Adam Wells, Transplant recipient and Dr Lissa Spencer, Clinical Specialist Physiotherapist
- Adam shared his journey of being diagnosed and living with sarcoidosis, then of having a double lung transplant last year that gave him new life, and the role of his clinicians in keeping him alive. Gratitude was shown to the organ donor that made it possible.
- To be an organ donor, ticking the box on your drivers license isn’t enough. You need to do 2 things:
- Talk to your family/friends and let them know of your wishes, so there is no doubt should the choice need to be made that you wanted to donate your organs;
- Register your wishes on the Donate Life website.
- Adam plans to trek the Kokoda Track next year as both a personal goal, some man-time which he missed out on being ill, and to raise awareness for organ transplantation. His ongoing partnership with his clinicians is crucial to prepare him physically for this. The development of his elite exercise program is an example of understanding the needs of the patient and clinicians working with patients to meet those needs.
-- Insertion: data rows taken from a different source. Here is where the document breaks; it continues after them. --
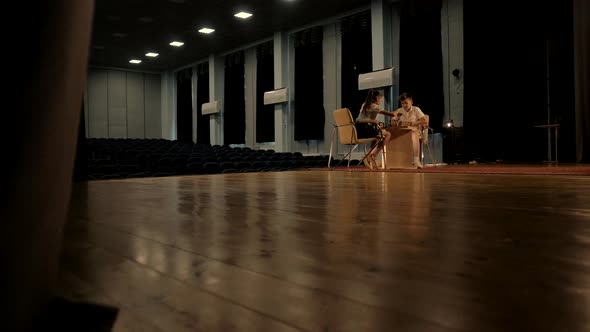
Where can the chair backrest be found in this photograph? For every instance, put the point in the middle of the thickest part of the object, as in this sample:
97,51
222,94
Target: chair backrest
345,124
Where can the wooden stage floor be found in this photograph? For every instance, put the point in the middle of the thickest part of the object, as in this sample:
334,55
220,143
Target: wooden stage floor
333,251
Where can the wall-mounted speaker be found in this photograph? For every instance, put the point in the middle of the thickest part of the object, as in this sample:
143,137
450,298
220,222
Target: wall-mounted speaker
211,107
376,79
276,96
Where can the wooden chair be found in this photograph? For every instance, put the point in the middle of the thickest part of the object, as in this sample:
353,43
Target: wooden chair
344,125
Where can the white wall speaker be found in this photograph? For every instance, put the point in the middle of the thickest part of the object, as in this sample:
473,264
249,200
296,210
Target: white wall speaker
211,107
376,79
276,96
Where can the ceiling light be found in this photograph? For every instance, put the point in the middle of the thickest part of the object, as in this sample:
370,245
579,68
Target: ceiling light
206,30
243,15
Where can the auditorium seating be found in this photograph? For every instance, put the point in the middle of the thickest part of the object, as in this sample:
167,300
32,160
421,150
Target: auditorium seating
127,158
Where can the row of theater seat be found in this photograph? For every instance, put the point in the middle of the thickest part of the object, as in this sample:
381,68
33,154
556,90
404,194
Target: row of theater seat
122,158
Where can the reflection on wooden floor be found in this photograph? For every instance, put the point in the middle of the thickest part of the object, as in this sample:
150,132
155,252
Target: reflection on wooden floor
333,251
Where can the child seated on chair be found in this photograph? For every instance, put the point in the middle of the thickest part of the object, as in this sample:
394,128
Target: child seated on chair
366,125
410,116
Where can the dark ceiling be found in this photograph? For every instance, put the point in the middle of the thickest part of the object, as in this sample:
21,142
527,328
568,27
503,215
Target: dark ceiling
127,29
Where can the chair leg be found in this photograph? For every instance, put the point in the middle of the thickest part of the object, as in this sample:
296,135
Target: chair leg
331,144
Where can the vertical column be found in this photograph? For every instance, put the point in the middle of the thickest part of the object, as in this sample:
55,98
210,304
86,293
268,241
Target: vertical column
168,106
194,84
452,46
250,95
382,42
216,85
381,34
332,81
395,54
281,73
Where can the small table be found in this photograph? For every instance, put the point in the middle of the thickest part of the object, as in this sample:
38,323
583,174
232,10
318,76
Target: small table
399,148
555,127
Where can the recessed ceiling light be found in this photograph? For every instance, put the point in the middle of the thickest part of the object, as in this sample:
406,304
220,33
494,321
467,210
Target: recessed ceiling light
243,15
206,30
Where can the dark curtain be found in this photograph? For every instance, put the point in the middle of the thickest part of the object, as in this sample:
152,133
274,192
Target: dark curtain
81,161
265,114
421,67
357,58
234,116
582,69
184,105
203,127
516,72
309,85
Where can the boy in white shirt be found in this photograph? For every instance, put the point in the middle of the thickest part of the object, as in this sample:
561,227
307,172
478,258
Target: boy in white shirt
410,116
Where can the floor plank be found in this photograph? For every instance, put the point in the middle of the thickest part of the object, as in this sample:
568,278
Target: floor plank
339,251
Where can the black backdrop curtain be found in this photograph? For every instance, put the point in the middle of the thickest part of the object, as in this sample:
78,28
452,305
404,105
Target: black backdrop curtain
421,67
184,107
582,70
203,127
234,118
357,58
511,67
265,114
309,85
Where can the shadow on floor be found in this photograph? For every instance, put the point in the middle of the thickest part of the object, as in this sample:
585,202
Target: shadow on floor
66,315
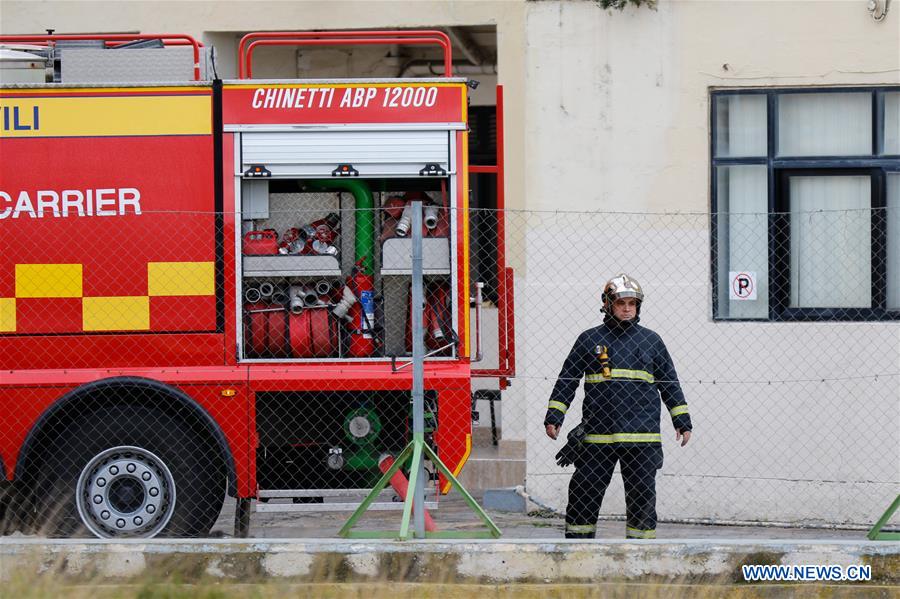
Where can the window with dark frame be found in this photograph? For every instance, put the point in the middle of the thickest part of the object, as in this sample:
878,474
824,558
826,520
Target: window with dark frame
806,204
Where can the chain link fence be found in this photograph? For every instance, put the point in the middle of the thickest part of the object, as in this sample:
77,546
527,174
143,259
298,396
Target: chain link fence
269,355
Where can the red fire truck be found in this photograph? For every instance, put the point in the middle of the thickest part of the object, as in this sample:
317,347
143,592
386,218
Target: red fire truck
204,285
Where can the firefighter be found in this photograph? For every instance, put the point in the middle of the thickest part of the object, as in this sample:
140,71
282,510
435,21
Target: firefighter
626,370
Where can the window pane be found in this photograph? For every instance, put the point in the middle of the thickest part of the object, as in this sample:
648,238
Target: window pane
892,123
893,241
825,124
743,238
831,242
741,126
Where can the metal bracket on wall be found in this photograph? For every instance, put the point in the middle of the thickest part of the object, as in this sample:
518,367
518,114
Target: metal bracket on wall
875,534
432,170
345,170
257,170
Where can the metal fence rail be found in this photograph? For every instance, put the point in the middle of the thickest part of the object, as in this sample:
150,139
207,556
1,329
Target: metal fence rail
135,405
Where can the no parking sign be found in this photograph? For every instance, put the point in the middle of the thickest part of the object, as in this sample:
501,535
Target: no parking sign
743,285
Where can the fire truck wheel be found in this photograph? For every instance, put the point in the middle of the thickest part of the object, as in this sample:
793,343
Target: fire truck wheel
130,472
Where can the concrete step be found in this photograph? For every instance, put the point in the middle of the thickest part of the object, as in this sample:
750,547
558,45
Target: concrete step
494,467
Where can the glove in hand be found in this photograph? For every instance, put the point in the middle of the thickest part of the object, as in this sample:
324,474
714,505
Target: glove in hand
568,454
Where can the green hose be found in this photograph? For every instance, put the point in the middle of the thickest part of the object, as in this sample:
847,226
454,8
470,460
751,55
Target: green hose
365,216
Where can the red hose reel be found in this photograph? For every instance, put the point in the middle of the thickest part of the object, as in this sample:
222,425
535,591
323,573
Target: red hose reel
272,332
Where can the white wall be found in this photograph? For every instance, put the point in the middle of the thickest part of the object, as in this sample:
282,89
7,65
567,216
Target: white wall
617,120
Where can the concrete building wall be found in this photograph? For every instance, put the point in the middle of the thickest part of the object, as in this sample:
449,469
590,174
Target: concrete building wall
617,117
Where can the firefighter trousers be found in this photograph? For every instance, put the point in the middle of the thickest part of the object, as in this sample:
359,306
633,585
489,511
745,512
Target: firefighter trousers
593,472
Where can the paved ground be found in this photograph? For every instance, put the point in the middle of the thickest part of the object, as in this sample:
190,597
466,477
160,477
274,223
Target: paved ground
454,514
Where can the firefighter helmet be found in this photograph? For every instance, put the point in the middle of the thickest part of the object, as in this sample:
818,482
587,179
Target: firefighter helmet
620,286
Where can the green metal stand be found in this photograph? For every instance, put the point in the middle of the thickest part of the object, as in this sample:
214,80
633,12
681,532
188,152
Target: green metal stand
875,534
417,450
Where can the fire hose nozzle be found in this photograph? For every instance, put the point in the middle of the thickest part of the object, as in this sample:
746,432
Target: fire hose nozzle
324,249
266,290
252,295
302,297
323,287
405,222
343,306
280,297
430,217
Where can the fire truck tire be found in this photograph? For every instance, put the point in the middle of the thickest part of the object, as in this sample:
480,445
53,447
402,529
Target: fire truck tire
129,471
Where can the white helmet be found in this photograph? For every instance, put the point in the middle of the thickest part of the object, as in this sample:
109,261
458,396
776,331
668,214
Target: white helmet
620,286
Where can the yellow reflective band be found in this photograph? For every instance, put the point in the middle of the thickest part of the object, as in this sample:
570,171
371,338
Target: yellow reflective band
8,315
621,373
637,533
48,280
581,528
94,116
678,410
116,313
624,438
181,278
557,405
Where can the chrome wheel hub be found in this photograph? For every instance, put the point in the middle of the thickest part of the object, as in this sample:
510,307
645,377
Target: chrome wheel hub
125,492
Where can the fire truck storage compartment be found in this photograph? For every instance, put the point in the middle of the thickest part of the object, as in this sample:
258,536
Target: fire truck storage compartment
332,439
298,193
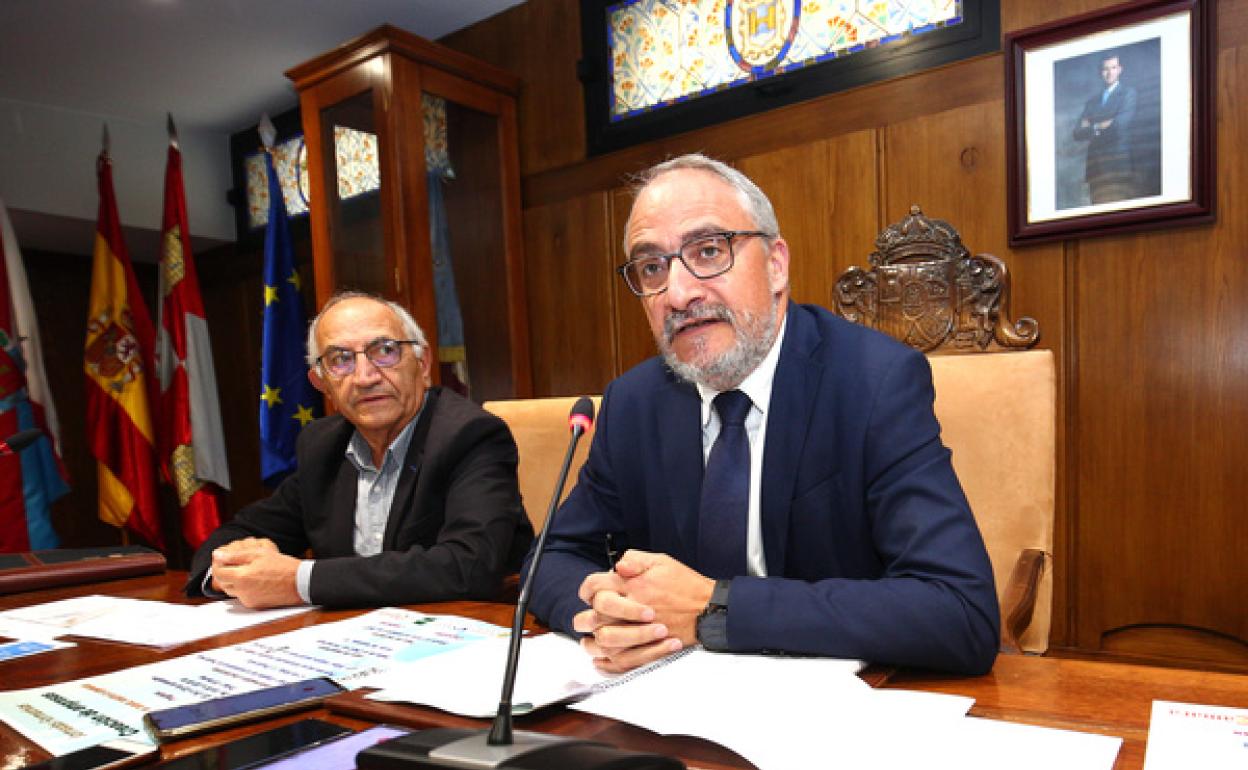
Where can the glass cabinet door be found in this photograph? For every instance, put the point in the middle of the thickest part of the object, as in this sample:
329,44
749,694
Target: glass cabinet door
352,182
414,195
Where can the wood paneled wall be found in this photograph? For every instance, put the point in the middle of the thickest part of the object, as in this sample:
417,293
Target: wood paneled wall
1151,330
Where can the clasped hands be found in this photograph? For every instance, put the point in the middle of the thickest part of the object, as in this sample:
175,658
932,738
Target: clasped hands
645,609
256,573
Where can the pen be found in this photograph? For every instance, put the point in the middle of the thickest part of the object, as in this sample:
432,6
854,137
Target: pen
610,553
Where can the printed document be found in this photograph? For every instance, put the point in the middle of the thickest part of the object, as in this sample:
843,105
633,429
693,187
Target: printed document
73,715
1183,735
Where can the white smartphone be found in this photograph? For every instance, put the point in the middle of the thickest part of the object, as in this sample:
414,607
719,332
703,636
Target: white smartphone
120,753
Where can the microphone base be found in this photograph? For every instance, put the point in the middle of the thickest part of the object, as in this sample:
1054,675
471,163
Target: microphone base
471,750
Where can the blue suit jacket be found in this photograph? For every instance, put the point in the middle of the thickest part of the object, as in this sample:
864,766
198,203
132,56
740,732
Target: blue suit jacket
871,548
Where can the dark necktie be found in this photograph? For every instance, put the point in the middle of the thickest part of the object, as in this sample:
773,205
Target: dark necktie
725,497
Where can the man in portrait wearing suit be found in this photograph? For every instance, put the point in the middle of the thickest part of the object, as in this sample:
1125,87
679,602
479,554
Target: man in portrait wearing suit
407,494
775,481
1107,125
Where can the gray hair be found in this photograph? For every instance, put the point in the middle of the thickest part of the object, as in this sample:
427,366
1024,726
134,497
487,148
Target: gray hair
753,199
411,328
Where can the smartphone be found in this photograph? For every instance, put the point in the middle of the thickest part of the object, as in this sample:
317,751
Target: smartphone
191,719
112,754
255,750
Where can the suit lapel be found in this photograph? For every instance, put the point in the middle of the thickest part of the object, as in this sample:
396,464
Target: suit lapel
680,454
401,506
793,402
342,528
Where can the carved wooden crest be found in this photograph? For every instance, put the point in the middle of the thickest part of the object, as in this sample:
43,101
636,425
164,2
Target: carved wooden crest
926,290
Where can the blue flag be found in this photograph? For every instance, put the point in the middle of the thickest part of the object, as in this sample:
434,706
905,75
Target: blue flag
287,399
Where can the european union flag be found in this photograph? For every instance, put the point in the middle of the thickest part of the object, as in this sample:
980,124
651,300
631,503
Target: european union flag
287,401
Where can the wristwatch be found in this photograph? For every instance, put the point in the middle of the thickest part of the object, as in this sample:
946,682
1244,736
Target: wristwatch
711,627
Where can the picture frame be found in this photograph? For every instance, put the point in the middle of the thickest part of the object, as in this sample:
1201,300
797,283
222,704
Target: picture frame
1108,121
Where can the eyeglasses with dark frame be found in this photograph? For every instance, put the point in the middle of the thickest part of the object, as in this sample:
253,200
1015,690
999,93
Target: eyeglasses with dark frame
705,256
382,352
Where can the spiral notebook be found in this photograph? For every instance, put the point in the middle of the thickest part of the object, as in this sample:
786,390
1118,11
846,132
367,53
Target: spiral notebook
467,682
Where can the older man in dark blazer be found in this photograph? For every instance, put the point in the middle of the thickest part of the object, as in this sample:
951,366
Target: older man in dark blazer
848,532
407,494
- Adam and Lissa’s discussion demonstrated the positive impact that both a motivated patient and engaged clinician can have both on each other, and the patients and clinicians around them.
- Learn more about Adam’s Kokoda Trek and mission on his website.
Kelly Foran, CEO Friendly Faces
- Kelly shared her extraordinary personal family stories that saw her experience 7 hospitals in 2 states over a number of years and led her to start Friendly Faces, a helping hand for country patients trying to navigate their health journeys.
- We are not defined by what happens to us, but by how we respond to what happens to us.
- Hard work and persistence can achieve great things. Every patient/carer who presented is just one person that had something happened to them, and is now making a difference.
The Symposium was a day full of honesty, stories, a few tears, constructive discourse and hope for what might be possible if patients and health care providers work together. To paraphrase an attendee from Adelaide… This event was different because unlike most similar events, it wasn’t just a day opened by a patient story, that then went on to more operational presentations – it was all patient stories and positive examples of partnership.
We’d like to commend and congratulate SLHD on this event, and encourage other health and research institutions to consider running similar events. And, if you are reading this, please consider learning more about and supporting the activities of the patients and carers that spoke by visiting their various websites. They are making a real difference to the lives of others.